Column

Access to Justice: An Opportunity for Law Schools – Part 2

The CBA’s Equal Justice Report

In my last column, I focused on the Canadian Bar Association’s Access to Justice report released in December, entitled Equal Justice: Balancing the Scales (disclaimer – I am a member of the committee). The committee proposed 31 targets to achieve access to justice in Canada. The report can be found here.

Some of the access to justice targets involved Canadian law schools. They provide an opportunity for law faculties to modernize their curriculum while playing a significant role in the biggest legal issue of our generation.
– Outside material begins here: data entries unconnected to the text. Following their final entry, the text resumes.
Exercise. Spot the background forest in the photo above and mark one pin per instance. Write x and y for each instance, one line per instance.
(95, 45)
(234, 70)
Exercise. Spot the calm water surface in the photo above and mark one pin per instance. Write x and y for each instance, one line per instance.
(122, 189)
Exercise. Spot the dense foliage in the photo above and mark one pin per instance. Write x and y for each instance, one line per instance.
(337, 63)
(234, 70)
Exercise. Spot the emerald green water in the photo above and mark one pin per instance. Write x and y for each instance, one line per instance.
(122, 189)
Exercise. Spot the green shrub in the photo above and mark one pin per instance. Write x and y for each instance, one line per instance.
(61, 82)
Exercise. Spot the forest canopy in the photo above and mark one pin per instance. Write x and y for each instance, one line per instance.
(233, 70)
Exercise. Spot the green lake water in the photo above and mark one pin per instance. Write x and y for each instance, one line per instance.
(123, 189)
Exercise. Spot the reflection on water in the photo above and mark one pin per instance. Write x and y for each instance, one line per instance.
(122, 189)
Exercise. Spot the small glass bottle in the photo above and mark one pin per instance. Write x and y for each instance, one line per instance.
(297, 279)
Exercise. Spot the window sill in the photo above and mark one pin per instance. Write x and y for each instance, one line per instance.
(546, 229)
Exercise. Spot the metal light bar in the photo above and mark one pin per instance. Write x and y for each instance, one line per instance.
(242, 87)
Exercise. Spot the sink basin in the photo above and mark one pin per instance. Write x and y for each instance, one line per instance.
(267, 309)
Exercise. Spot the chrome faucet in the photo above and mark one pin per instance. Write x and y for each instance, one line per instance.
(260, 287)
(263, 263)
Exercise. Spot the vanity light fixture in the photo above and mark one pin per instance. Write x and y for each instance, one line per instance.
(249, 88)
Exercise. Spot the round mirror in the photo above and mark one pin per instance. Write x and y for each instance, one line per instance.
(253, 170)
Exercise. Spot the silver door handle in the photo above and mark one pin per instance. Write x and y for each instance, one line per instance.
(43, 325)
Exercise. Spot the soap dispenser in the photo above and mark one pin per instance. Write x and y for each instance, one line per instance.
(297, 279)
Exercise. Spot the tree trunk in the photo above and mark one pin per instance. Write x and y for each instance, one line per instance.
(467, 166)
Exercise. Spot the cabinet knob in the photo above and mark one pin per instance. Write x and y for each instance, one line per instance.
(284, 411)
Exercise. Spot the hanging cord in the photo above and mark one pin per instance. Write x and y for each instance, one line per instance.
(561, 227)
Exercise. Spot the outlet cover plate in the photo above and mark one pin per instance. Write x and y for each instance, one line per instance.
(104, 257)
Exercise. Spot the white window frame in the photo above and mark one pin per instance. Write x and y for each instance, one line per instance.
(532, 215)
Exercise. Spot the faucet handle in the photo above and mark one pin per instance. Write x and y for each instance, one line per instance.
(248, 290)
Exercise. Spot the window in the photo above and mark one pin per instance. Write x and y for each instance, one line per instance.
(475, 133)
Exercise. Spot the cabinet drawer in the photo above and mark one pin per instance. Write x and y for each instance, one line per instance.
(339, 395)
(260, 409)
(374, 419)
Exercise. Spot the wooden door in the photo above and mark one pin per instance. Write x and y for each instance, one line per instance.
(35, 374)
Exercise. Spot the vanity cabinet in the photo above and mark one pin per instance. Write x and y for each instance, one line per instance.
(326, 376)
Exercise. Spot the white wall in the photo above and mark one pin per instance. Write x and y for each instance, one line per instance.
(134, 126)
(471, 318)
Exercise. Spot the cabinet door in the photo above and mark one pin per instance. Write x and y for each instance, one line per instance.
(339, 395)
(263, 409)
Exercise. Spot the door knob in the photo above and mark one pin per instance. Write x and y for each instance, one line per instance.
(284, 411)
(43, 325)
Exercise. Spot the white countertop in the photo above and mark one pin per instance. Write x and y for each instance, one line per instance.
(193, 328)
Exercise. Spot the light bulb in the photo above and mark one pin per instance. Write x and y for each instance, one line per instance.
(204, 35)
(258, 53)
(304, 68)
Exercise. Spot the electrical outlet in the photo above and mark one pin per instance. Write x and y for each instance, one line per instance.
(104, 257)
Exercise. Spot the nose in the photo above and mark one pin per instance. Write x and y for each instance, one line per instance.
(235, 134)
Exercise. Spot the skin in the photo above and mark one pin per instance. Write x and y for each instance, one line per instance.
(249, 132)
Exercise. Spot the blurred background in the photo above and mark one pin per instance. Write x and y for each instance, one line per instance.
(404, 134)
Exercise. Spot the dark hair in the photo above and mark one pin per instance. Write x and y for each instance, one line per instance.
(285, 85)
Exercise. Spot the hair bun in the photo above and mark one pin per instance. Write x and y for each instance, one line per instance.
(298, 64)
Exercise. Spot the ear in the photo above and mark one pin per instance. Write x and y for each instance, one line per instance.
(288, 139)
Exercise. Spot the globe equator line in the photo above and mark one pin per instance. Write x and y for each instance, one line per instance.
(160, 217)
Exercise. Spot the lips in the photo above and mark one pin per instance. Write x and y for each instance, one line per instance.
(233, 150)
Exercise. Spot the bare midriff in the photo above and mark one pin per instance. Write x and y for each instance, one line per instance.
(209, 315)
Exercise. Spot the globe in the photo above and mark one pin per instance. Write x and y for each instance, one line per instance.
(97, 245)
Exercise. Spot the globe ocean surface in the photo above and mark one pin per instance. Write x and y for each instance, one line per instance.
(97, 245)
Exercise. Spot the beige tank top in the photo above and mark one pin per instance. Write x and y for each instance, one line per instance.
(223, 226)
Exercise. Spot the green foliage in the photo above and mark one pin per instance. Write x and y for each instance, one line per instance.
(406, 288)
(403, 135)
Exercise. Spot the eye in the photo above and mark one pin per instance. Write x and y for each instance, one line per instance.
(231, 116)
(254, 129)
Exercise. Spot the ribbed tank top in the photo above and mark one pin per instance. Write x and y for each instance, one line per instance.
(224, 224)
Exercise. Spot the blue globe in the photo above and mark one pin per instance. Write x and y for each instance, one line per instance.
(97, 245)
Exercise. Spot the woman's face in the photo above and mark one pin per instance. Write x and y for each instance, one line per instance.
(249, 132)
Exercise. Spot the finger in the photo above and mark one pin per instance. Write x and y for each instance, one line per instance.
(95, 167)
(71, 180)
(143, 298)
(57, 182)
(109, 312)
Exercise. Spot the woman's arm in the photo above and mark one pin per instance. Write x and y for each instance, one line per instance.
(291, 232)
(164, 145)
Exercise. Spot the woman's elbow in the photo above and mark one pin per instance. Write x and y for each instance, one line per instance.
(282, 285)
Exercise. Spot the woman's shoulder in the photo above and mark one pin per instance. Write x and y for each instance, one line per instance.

In this column I will focus on some of the targets and actions for law schools proposed in the report.

Experiential Learning in Law Schools

Legal education in Canada has undergone little change in the past 50 years. The core course offerings are essentially the same, and the teaching methods (with some exceptions) are the same. However, the legal profession is undergoing rapid and fundamental change. Legal education has to change with it.

The Equal Justice Report calls for a substantial experiential learning experience to be mandatory for all law students by 2030. To that end, it suggests that the Federation of Law Societies include experiential learning in its competency requirements for the call to the bar.

As I mentioned in my last column, the Report also calls for student legal clinics serving low income persons to be created in every Canadian law school by 2020. This means that law schools in New Brunswick and Quebec need to create clinics. They are they only provinces without clinics in their law schools or in the process of creating them.

Clinics are not the only answer when it comes to experiential learning. They take a lot of resources and space. Simulations and placements are also capable of providing experiential learning. Placements have the additional benefit of promoting contact between law schools and the profession.

Centres of Excellence

Research in Canada on access to justice (and the legal profession generally) pales in comparison to that in the US. We need to up our game to produce the facts and evidence needed to make workable public policy in justice. To that end, the report calls for three centres of excellence based in Canadian law schools.

The key to establishing these centres is sustainable funding. We need to address this, and do it soon.

Access to Justice in the Law School Curriculum

The Equal Justice Report calls for law students to have a basic understanding of the issues relating to access to justice in Canada, and to know that fostering access to justice is an integral part of their professional responsibility.

To meet this target, the Access to Justice Committee calls for:

  • expanded access to justice in law school curricula;
  • the Council of Canadian Law Deans to support the development of such curricula;
  • Each law school to appoint a staff member to serve as champion/leader for engaging discussion between the school and justice system stakeholders, including the public, about the role of law schools in supporting equal access to justice.

Adding access to justice to the law school curriculum could be done in three ways:

  • through stand-alone courses on the issue (I am co-teaching such a course in January 2015);
  • integrating it as a theme in substantive courses;
  • clinical courses.

Adding access to justice to curricula will take a serious commitment from the law deans and faculties. Do they see access to justice as a serious issue? Are they prepared to take action? This will be a litmus test for law schools to address what I believe to be the most serious legal issue for our generation.